AI perpetuates databases that reflect prejudices and inequalities

Amid the rapid expansion of artificial intelligence (AI), concerns are growing that the technology will perpetuate and even intensify social disparities. AIs, as they can also be called, are increasingly employed in crucial decision-making processes such as selecting job candidates, granting loans, setting court sentences and even medical diagnoses. However, the recent identification of cases in which AI was influenced by the dominant culture present in the databases, contributing to social stratification and accentuating inequality, raises questions about the impact of these algorithms.

The databases used as the basis for the development of AI systems often reflect existing biases and inequalities, which end up being reproduced by the decisions made, as can be seen recently when The Bulimia Project , an awareness group about eating disorders, tested artificial intelligence imagers, including Dall-E 2, Stable Diffusion and Midjourney , to reveal what programs imagine a “perfect” physique in women and men .
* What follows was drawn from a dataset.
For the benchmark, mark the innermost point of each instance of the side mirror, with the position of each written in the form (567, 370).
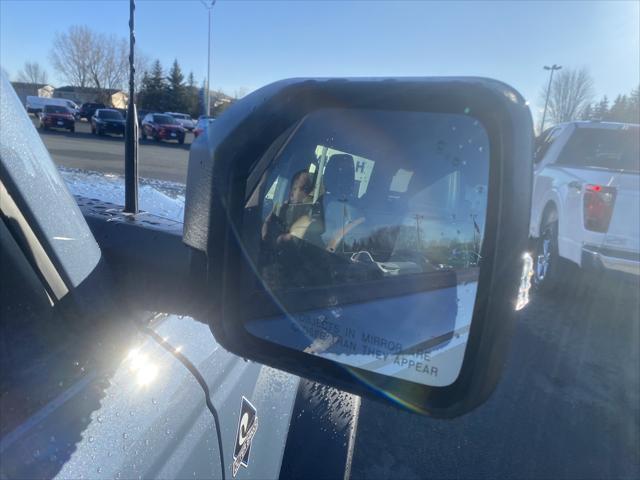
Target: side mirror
(368, 234)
According to the result obtained, 40% of the images showed blonde women, 30% women with brown eyes and more than 50% had white skin, while almost 70% of the “perfect” men had brown hair and 23% brown eyes. Similar to women, the vast majority of men had white skin and almost half had facial hair.

Many of the designs still boasted almost cartoonish features, such as full lips, chiseled cheekbones and super-defined muscles, as well as wrinkle-free, poreless skin and perfect noses. All highly coveted features imitated using plastic surgery and fillers.


But the complications of pre-conceived data with information, values ​​and ideals have consequences in the most diverse sectors. Professor Moacir Ponti, from the Institute of Mathematical and Computing Sciences of São Carlos (ICMC) at USP, points out that the problem lies in the development of artificial intelligences by individuals who do not understand this possible inequality and in their use by users who do not know how they were created.

The professor exemplifies: “Algorithms in the selection of job candidates are trained based on previous CVs and, therefore, tend to favor certain profiles and marginalize others”. If past hiring history is uneven, such as the selection of men for senior positions such as directors, managers, judges and superintendents, and the selection of women for positions such as secretaries, nurses and chambermaids, “AI tends to automatically perpetuate these patterns and even intensify the disparity,” reports Ponti.


The incident was seen at the company Amazon, which used an artificial intelligence tool to help the HR team hire professionals, automating the search for job candidates and performing a pre-selection of candidates. The system analyzed the resumes sent, giving each a 1 to 5 star rating, in the same scheme as the products sold in its online store.

The tool’s discrimination against female candidates in the selection process for new employees happened because it was created based on CV standards sent to the company over the last ten years. In the vast majority, these resumes were from men, as happens in most of the technology industry, thus considering male candidates naturally more suitable for vacancies.

A simple mention of the term women in the curriculum was penalized by the tool and reduced the chances of the professionals to get the vacancy, “not because the tool is sexist, but because they learned it the wrong way”, informs Ponti.


Lívia Oliveira, professor of Computer Science, says that racial injustices can arise from the use of artificial intelligence, mainly in the management of judicial sentences. She comments that the AI ​​is much stricter with black people than it is with white people. “A judge, when entering the data of two people to calculate the time of incarceration, would assign a much lower value to the white person compared to the black person. This racial bias contributes to the disproportionate incarceration of people of color.”

Lívia also correlates the database and social stratification to ChatGPT and explains how AIs tend to be based on society’s dominant point of view. “ChatGPT, when asked who built the plane, would mention the Wright brothers, while Brazilians would associate Santos Dumont, because the Wright brothers are figures from the United States, who have the dominant point of view in this tool.”

She goes on to argue that this kind of uniformity of knowledge according to who runs the AI ​​has the power to squelch minority stories and conclusions, privileging the majority point of view.

Faced with these issues, both professors agree that programmers have an ethical and moral obligation, as they are responsible for shaping systems that can significantly impact society. “It is a maxim among computer professionals that all models are wrong and therefore must be evaluated, re-evaluated, tested and verified.” reports Livia.

For her, the professional who works within ethics must test false positives and false negatives, identify errors and the effects of decisions based on algorithms. “AI training is not about running algorithms, but about understanding your data and the impact it can have, because understanding them and proper training are crucial to responsible AI development.”